Consiglieri comunali. – Dotazione fascia distintiva.

Territorio e autonomie locali
15 Settembre 2016
Categoria 
05.02.05 Consiglieri: prerogative e compiti
Sintesi/Massima 

Richiesta di parere riferita alla possibilità di dotare i consiglieri comunali di una fascia da indossare in occasione di cerimonie ed eventi civili e religiosi, quale titolo del ruolo politico e amministrativo ricoperto. La finalità della previsione di un distintivo è quella di rendere immediatamente individuabili i titolari di determinate cariche pubbliche attraverso la prescrizione di una medesima tipologia formale per ciascuna categoria di ente.

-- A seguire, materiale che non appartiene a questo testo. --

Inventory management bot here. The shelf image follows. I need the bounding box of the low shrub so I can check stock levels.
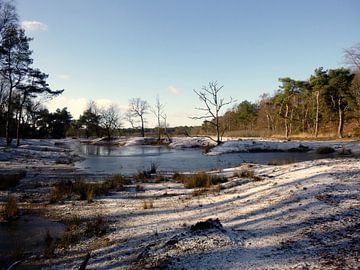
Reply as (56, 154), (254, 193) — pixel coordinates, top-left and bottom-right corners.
(44, 231), (56, 256)
(3, 195), (19, 220)
(315, 146), (335, 154)
(234, 169), (262, 181)
(134, 162), (159, 181)
(0, 171), (26, 190)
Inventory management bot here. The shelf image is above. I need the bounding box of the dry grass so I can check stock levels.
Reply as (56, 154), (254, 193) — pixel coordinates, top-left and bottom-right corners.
(142, 200), (154, 209)
(50, 175), (129, 203)
(173, 172), (226, 188)
(268, 159), (296, 166)
(234, 168), (262, 181)
(315, 146), (335, 154)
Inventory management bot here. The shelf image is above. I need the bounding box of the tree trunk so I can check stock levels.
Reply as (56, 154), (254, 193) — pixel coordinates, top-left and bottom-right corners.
(338, 98), (345, 139)
(315, 91), (320, 138)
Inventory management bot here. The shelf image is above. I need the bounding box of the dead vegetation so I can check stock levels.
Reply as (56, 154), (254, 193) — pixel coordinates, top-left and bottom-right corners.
(142, 200), (154, 210)
(234, 168), (263, 181)
(3, 195), (19, 220)
(50, 175), (129, 203)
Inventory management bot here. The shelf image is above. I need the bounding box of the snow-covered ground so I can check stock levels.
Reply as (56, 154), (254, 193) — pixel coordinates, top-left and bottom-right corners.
(0, 138), (360, 269)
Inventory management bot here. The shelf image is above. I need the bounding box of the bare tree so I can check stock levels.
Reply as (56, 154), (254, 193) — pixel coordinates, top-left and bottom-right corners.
(100, 105), (121, 140)
(150, 95), (165, 141)
(192, 81), (236, 144)
(344, 43), (360, 70)
(129, 98), (149, 137)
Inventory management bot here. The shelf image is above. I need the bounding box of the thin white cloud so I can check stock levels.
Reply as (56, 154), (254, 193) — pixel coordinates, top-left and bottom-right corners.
(21, 21), (48, 31)
(168, 85), (180, 96)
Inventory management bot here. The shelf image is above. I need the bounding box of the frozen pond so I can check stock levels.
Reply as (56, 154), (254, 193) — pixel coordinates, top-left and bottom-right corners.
(72, 144), (334, 175)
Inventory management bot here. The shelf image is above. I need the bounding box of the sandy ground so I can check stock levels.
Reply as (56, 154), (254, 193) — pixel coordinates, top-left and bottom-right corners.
(0, 138), (360, 269)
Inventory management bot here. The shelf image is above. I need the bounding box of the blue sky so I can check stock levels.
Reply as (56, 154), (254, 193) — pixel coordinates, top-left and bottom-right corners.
(16, 0), (360, 126)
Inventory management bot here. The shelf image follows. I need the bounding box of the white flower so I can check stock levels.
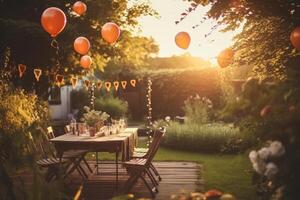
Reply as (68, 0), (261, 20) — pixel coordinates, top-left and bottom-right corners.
(264, 162), (279, 178)
(269, 141), (285, 157)
(165, 116), (171, 122)
(249, 151), (258, 164)
(258, 147), (271, 160)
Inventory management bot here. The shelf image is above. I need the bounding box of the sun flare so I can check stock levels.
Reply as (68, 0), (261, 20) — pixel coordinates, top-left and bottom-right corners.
(140, 0), (238, 60)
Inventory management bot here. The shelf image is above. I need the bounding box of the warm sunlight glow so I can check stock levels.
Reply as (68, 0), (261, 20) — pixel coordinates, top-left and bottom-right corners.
(136, 0), (241, 60)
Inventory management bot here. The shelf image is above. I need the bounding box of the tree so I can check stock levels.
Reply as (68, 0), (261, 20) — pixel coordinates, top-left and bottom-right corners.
(185, 0), (300, 79)
(0, 0), (158, 97)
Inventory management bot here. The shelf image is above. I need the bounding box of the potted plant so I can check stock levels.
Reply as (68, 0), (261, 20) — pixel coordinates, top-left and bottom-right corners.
(81, 106), (109, 136)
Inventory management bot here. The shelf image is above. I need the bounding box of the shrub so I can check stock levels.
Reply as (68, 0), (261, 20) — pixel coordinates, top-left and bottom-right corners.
(183, 94), (212, 124)
(71, 89), (90, 110)
(163, 122), (239, 153)
(95, 97), (128, 119)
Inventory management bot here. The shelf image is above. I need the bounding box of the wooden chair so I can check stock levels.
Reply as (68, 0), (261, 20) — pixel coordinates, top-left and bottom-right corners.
(28, 134), (72, 182)
(47, 125), (93, 178)
(132, 129), (166, 181)
(123, 131), (164, 197)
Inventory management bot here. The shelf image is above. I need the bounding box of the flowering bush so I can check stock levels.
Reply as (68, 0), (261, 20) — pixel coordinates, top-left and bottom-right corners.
(226, 56), (300, 200)
(81, 106), (109, 126)
(249, 141), (285, 180)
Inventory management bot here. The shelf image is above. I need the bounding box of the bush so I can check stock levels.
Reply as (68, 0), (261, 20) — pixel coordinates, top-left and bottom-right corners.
(95, 97), (128, 119)
(163, 122), (239, 153)
(183, 94), (212, 124)
(71, 89), (90, 110)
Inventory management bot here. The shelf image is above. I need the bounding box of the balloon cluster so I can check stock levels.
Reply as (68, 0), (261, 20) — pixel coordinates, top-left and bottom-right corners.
(41, 1), (121, 72)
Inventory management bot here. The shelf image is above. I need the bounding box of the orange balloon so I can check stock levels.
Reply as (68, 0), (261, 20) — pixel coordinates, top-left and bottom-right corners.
(80, 55), (92, 69)
(290, 26), (300, 51)
(72, 1), (87, 15)
(41, 7), (67, 37)
(74, 37), (90, 55)
(101, 22), (121, 43)
(175, 32), (191, 49)
(217, 48), (234, 68)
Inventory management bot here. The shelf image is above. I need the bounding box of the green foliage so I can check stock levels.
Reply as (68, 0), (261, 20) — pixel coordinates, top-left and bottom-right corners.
(95, 97), (128, 119)
(163, 122), (239, 153)
(147, 68), (222, 118)
(81, 106), (109, 126)
(0, 81), (55, 199)
(183, 94), (213, 124)
(193, 0), (300, 79)
(225, 56), (300, 199)
(71, 89), (90, 110)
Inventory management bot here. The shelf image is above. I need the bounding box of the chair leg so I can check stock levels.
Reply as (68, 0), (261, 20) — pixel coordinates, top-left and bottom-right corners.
(82, 156), (93, 173)
(77, 163), (88, 179)
(145, 169), (158, 186)
(139, 173), (157, 198)
(125, 173), (139, 192)
(150, 163), (162, 181)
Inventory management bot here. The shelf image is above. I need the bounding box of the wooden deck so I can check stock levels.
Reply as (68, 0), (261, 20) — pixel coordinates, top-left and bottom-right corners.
(67, 162), (203, 200)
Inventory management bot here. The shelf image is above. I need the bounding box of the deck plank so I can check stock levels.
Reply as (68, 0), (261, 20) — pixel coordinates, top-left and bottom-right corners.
(69, 162), (203, 200)
(12, 161), (204, 200)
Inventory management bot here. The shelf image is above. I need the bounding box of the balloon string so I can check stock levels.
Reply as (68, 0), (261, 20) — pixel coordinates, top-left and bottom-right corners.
(51, 38), (60, 74)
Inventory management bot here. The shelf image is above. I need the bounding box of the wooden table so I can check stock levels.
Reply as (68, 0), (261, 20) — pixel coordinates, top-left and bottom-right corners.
(50, 128), (138, 188)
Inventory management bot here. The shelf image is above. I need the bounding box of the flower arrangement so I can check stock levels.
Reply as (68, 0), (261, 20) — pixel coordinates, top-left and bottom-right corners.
(81, 106), (109, 127)
(249, 141), (285, 179)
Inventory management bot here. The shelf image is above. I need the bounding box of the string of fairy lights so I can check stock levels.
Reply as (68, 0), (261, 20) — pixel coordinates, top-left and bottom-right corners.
(146, 78), (153, 146)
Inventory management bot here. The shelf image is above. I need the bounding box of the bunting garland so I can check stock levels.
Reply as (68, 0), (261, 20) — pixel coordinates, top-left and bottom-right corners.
(97, 81), (102, 90)
(105, 82), (111, 92)
(84, 80), (91, 90)
(33, 69), (42, 82)
(18, 64), (26, 78)
(121, 81), (127, 90)
(114, 81), (120, 91)
(55, 74), (64, 87)
(130, 79), (136, 87)
(71, 77), (78, 89)
(18, 67), (137, 92)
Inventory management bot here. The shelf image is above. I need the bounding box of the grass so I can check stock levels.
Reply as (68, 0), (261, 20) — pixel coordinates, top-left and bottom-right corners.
(87, 140), (257, 200)
(164, 122), (239, 153)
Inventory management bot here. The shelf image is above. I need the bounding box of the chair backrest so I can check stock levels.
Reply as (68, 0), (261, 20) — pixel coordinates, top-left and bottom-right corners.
(28, 133), (55, 158)
(146, 130), (165, 166)
(65, 125), (71, 133)
(47, 126), (55, 140)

In assenza di specifiche previsioni normative, non può essere contemplata l’istituzione di un distintivo anche per i consiglieri comunali.

Testo 

Si fa riferimento alla nota sopradistinta con la quale è stato inoltrato il quesito del Comune di …relativo alla possibilità di dotare i consiglieri comunali di una fascia da indossare in occasione di cerimonie ed eventi civili e religiosi, quale titolo del ruolo politico e amministrativo ricoperto.
Al riguardo si osserva che il decreto legislativo n. 267/00 all’art. 50, comma 12, dispone espressamente che “distintivo del sindaco è la fascia tricolore con lo stemma della Repubblica e lo stemma del Comune, da portarsi a tracolla”. La stessa disposizione prevede, altresì che “distintivo del presidente della provincia è una fascia di colore azzurro con lo stemma della repubblica e lo stemma della provincia da portare a tracolla”.
Per quanto riguarda i simboli da indossare, la legge non prevede nulla nei riguardi degli altri amministratori degli enti locali.
Ciò posto, occorre osservare che il sistema delle autonomie ha un limite connaturato alla stessa essenza dell’autonomia che è quello di dare luogo ad ordinamenti liberi di autodeterminarsi entro la cornice ben definita di un ordinamento generale che, originario e sovrano, determina i caratteri peculiari ed il modo di tutti i soggetti che in esso si trovano a coesistere e ad operare (Cfr. circolare Ministero dell’Interno 4 nov. 1998 n. 5/98 – fascia tricolore – pubbl. G.U. n. 270/1998).
Tanto premesso, va rilevato che la finalità della previsione di un distintivo è quella di rendere immediatamente individuabili i titolari di determinate cariche pubbliche attraverso la prescrizione di una medesima tipologia formale per ciascuna categoria di ente.
Per le considerazioni suesposte, si ritiene che - in assenza di specifiche previsioni normative - l’istituzione di un distintivo anche per i consiglieri comunali non possa essere contemplata.
Va comunque evidenziato che, alla luce della legge costituzionale n. 3 del 18 ottobre 2001, sussiste oggi ampia possibilità per le autonomie locali di

disciplinare, con normazione regolamentare, l’utilizzo dei propri segni distintivi, anche a scopo di rappresentanza, senza così ricorrere all’impiego di un simbolo, quale la fascia tricolore, attinente nello specifico al capo dell’amministrazione ed allo svolgimento delle proprie funzioni in conformità alle indicazioni di legge.